In most cases, FDG uptake was detected at the aortic arch and innominate artery. This finding is consistent with previous studies showing that TKA involves predominantly the thoracic and cervical arteries in the Japanese population.20,21
Finally, as shown in Fig. 3, the effect of TOF reconstruction was not significantly different between the 10 vascular regions assessed. This is in contrast with an earlier study that found a difference in the gain in the signal-to-noise ratio as a result of TOF reconstruction in three body regions, i.e., the head and neck, abdomen, and lung.22 In that study, the gain in the abdominal lesions showed a clear increase as a function of body mass index (BMI) in the range of 1.1–1.8. In contrast, the gain in the head and neck lesions showed a slight increase as a function of BMI in the range of 1.1–1.4. In our study, the effect of TOF on assessment of TKA was not significantly different between the 10 vascular regions, which included the abdominal aorta and carotid arteries. This finding may reflect the relatively low mean BMI (20.1 ± 2.3) in our cohort.

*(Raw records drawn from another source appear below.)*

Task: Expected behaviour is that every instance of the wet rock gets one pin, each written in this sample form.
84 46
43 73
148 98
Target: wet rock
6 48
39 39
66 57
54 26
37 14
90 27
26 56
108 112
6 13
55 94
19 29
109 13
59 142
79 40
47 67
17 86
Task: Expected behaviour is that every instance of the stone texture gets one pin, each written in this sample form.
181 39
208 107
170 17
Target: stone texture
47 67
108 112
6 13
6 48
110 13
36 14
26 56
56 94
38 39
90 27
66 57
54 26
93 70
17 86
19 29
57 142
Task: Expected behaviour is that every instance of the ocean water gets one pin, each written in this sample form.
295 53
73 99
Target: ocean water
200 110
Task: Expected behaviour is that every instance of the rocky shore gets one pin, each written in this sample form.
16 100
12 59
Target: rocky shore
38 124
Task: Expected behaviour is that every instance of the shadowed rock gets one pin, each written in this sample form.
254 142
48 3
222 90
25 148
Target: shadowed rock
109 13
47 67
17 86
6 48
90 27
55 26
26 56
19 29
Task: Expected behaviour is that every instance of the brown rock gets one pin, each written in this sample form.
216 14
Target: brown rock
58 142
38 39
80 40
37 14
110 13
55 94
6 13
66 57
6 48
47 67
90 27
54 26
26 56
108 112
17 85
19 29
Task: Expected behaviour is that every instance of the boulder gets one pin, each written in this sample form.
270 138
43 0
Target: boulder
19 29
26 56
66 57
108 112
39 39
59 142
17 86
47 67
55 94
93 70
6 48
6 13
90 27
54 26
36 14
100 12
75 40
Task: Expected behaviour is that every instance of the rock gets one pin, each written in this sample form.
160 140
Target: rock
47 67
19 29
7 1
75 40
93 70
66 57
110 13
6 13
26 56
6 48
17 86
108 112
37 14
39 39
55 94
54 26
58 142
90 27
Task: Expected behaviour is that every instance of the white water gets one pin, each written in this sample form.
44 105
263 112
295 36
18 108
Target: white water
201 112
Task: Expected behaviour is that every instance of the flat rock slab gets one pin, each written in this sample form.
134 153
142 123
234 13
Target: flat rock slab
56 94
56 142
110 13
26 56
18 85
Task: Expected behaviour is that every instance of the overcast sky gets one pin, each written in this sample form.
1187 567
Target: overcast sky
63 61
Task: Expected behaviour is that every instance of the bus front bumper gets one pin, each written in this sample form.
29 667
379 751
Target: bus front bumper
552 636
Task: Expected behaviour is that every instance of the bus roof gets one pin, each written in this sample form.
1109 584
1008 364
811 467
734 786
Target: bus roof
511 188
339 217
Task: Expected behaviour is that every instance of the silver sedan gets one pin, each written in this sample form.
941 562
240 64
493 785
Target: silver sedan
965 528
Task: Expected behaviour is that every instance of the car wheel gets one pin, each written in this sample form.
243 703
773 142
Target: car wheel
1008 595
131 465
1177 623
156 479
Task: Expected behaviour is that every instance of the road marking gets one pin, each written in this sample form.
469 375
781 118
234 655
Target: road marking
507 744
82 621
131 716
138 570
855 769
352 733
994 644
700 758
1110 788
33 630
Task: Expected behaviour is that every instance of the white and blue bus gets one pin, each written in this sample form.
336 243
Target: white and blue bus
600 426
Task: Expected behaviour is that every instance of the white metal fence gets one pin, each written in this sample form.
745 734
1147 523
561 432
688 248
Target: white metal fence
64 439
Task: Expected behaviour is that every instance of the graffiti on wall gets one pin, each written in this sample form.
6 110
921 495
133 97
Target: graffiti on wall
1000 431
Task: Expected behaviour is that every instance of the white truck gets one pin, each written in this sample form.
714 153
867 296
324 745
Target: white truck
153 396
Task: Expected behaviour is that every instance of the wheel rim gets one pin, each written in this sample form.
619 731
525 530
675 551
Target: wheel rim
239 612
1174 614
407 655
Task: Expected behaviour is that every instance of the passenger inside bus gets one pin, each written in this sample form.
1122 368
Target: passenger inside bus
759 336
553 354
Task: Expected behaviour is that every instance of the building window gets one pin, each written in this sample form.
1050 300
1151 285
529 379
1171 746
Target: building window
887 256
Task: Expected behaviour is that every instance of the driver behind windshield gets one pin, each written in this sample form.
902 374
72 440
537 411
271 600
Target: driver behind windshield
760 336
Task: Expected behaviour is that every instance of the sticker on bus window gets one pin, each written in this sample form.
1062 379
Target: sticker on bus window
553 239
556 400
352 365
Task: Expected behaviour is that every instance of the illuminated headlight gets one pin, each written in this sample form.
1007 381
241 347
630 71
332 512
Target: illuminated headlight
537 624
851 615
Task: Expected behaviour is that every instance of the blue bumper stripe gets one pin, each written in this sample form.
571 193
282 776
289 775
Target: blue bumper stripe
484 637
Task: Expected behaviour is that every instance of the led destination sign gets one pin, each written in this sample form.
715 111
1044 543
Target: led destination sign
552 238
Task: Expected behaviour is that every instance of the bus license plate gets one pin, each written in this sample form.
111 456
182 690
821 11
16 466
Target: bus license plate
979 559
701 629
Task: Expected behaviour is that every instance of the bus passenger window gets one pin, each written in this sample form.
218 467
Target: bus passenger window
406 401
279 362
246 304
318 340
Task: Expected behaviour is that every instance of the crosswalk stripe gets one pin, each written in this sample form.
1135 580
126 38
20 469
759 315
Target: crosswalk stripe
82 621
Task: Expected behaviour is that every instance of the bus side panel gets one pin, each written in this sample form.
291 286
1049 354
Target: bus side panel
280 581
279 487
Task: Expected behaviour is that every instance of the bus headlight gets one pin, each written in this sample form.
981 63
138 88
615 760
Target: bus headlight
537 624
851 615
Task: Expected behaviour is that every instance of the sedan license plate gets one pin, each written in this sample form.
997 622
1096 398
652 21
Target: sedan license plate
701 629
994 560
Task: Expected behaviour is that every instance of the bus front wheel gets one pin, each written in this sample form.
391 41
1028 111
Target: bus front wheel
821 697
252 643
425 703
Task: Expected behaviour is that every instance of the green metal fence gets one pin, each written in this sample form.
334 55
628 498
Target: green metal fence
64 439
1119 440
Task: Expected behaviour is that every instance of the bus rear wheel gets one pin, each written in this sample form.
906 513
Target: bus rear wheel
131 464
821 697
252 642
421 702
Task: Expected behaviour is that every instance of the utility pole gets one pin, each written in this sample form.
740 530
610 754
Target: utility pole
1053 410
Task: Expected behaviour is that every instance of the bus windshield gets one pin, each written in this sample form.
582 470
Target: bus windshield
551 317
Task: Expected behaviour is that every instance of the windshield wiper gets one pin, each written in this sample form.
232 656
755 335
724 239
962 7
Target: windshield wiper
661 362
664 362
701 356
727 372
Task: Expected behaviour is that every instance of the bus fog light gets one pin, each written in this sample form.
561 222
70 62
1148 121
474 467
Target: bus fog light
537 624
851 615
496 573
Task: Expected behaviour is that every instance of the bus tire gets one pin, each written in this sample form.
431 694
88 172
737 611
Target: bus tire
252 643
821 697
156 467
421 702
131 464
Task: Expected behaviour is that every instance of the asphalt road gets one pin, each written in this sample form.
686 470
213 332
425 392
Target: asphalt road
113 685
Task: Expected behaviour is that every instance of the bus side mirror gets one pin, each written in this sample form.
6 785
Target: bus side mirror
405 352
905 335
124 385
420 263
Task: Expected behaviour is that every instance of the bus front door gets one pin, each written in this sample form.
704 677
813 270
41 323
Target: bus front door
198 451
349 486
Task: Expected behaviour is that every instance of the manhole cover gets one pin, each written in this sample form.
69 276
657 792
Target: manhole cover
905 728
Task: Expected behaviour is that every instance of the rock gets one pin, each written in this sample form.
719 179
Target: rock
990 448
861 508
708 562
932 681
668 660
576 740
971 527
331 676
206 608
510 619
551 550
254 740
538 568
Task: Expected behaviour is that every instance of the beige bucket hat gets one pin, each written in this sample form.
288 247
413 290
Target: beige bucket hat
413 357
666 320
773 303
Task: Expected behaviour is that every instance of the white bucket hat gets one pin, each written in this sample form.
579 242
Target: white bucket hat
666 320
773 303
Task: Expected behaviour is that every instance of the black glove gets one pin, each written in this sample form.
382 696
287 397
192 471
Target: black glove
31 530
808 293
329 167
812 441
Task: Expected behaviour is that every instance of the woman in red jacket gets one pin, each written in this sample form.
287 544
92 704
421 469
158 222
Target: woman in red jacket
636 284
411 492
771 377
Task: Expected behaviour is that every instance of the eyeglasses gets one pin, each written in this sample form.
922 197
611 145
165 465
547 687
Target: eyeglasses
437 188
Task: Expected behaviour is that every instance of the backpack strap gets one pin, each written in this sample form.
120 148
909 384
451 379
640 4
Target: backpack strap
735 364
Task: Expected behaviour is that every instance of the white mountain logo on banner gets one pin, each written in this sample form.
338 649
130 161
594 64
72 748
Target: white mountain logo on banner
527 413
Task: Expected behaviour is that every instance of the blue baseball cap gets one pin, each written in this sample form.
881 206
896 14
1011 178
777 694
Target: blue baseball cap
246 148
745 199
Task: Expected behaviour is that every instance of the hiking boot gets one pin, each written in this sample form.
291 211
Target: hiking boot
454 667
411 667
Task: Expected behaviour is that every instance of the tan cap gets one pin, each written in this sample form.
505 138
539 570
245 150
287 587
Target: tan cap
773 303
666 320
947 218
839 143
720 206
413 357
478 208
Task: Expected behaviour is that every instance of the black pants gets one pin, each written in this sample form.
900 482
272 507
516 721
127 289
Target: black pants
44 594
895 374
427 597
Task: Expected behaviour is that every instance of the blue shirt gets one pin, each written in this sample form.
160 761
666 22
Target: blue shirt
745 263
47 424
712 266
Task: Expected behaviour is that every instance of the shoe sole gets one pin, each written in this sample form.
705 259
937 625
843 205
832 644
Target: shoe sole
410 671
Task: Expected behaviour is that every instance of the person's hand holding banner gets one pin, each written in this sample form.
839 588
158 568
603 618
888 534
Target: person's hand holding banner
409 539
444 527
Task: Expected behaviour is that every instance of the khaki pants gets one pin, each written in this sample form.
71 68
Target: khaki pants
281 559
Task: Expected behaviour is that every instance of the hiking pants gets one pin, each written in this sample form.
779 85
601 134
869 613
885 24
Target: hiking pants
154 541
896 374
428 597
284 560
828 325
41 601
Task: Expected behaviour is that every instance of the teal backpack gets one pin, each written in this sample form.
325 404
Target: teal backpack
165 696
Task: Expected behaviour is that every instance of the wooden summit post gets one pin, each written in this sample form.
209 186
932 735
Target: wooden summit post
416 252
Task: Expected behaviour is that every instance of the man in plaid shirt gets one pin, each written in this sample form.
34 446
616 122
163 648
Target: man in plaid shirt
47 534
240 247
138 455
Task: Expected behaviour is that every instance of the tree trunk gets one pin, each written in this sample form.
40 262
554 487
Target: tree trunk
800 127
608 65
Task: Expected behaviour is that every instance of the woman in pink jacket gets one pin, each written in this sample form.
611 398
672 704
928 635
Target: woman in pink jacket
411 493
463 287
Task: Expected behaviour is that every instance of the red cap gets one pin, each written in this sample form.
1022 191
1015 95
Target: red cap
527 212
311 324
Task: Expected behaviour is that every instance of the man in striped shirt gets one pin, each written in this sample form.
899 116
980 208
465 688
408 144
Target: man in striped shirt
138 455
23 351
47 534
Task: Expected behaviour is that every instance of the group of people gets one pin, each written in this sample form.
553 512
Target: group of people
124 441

This study has several limitations. First, the sample size was small, which was inevitable given the rarity of TKA. Second, patients with types of vasculitis other than TKA were included. Third, our investigation of the association between visual grade and clinical findings was inadequate because of the small sample size and our lack of ability to assess disease activity fully using the NIH criteria. A further prospective study would be required to investigate the relationship between the findings of TOF-FDG-PET/CT and the activity of TKA. Fourth, this study was performed at a single centre in a Japanese population. Therefore, studies in other populations may be needed. Fifth, we used the four-point visual grading system without semi-quantitative analysis. However, this grading system is recommended for assessment of TKA in the clinical setting.3 The present study was the first to evaluate the effect of TOF reconstruction on assessment of TKA using this system.